Britten’s War Requiem

Sixty years ago, Liverpool and Cologne were on opposing sides of a terrible war.  Today in an act of reconciliation, they are twinned cities. Last week, as part of the Capital of Culture programme and in a celebration of unity, choirs and orchestras from both cities performed  Benjamin Britten’s War Requiem in Liverpool Cathedral.

A full symphony orchestra, a chamber orchestra, organ, two conductors, three vocal soloists, a boys choir and four other major choirs came together in the massive and awesome cathedral space.  Blending the liturgy with secular texts, the work uses the Latin Mass for the dead, interwoven with nine songs for tenor and baritone, based on the war poems of Wilfred Owen.

The combination of all these factors made for an evening of unparalleled experience that no one who was there will ever forget.

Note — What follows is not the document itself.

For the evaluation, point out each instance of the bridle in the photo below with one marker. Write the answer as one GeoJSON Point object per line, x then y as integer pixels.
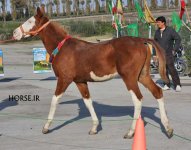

In the Dies irae, the soprano’s singing of the Lacrimosa is interrupted by the tenor (on this occasion the sublime voice of Ian Bostridge) singing the words of Owen’s great poem ‘Futility’.

 

Futility

Move him into the sun-

Gently its touch awoke him once,

At home, whispering of fields unsown.

Always it woke him, even in France,

Until this morning and this snow.

If anything might rouse him now

The kind old sun will know.

 

Think how it wakes the seeds-

Woke once the clays of a cold star.

Are limbs, so dear-achieved, are sides

Full-nerved, still warm, too hard to stir?

Was it for this the clay grew tall?

-O what made fatuous sunbeams toil

To break earth’s sleep at all?

 

The traditional Mass offers ultimate hope of salvation.  Britten’s angry, tender, moving War Requiem ends quietly and inconclusively with no such complete promise but only a resolution of sorts.